I’m not an economist, just an unemployed writer of blog
posts. But it occurred to me that the fundamental source of the inequality
seems to come from how money is created. I am talking about those cash bills in
your hand, people. I am wondering why some countries seem to print so much of
it –dollars, for instance. It’s a bottomless pit. Lets invade Iraq. And Afghanistan.
And Ukraine. And now all of Eastern Europe. The money keeps on flowing and
flowing and flowing. It’s a bottomless cup.
People in slums in Brazil, and India, and other places of this
nature, meanwhile, may supply services to the economies of Europe and America, but
somehow they don’t have this equitable start of cushioning of nice currency.
They start out with zero bills in the monopoly game. It’s like a game where
half the players start with nothing in their hands, forty percent get two or three bills, and about ten percent take
all those little green bills and tell the other players: “Hey, once you guys
get up to speed, we’ll give you a few of these bills. In the meantime, stay in
the game.”
But why should people stay in this game?

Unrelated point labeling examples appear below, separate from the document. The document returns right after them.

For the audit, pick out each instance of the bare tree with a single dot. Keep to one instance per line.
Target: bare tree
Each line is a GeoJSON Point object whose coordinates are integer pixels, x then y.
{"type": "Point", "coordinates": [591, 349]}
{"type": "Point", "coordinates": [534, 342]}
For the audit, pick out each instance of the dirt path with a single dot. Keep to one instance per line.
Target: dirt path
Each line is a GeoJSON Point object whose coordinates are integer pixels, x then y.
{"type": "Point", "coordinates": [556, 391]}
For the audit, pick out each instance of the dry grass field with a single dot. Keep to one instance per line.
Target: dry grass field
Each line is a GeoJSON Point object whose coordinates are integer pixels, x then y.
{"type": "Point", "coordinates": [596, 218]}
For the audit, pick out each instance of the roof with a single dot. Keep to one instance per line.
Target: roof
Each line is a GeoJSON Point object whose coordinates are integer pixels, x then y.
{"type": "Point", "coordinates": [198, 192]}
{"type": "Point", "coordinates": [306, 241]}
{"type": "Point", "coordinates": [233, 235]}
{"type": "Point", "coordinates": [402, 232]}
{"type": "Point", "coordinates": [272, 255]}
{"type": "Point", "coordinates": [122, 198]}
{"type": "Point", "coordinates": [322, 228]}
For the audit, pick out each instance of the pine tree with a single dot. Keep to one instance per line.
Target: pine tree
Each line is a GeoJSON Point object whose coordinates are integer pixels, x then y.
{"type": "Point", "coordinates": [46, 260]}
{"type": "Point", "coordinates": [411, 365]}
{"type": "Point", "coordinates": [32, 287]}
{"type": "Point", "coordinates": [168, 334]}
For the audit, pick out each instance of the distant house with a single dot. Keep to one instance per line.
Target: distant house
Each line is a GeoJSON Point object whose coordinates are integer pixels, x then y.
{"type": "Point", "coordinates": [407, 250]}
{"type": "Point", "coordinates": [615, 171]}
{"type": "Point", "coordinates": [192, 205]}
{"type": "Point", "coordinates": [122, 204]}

It is only as long
as people think the dollar and the euro should keep on flowing out of the
ground, like some Greek mythological fountain of plenty, that Nepalese and
Indians and other workers will continue to work for almost no money for years
in the Gulf, to take out oil from the ground to fill the cars of Americans, who
may be rushing around doing nothing more important than their laundry. I mean,
come on—can these 330 million Americans really be creating all that many new
products, and new businesses, and new ideas, enough so that they can
exponentially keep all the rest of the other economies in a place from which they
can never throw off the weight of the dollar?
I always find it
strange to go the local supermarket and find out that the one new Nepalese item
that makes it there-whether rhododendron juice or seabuckthorn juice or nettle fabric
or high altitude churpi—has vanished into the giant maws of the supermarkets of
Europe and America. Nothing remains, even though the return to the people who
make these goods is tiny, in comparison. The churpi cheese, once the staple
food of mountain people, now ends up as dog chew for American pets. No doubt a
local elite middleman makes a tiny profit—enough to build a building, perhaps. In
the meantime, the mountain people get exponentially less nourished than they
were before. Whatever little monopoly currency they started out with is rapidly
being seized in this game where only the very richest countries can win.
I like the French, and I like this idea of taxing the superrich.
But I think global inequality needs a more elaborate solution than simply
taxing the billionaires. I think people need to start asking: how come
those countries in Europe and America start out with so much more currency in
their hands than the rest of the 154 countries put together?
And: how come they never run out of cash, even when
everything—trade, employment, sales—is down?
And: should we start looking
at the insides of this bottomless cup?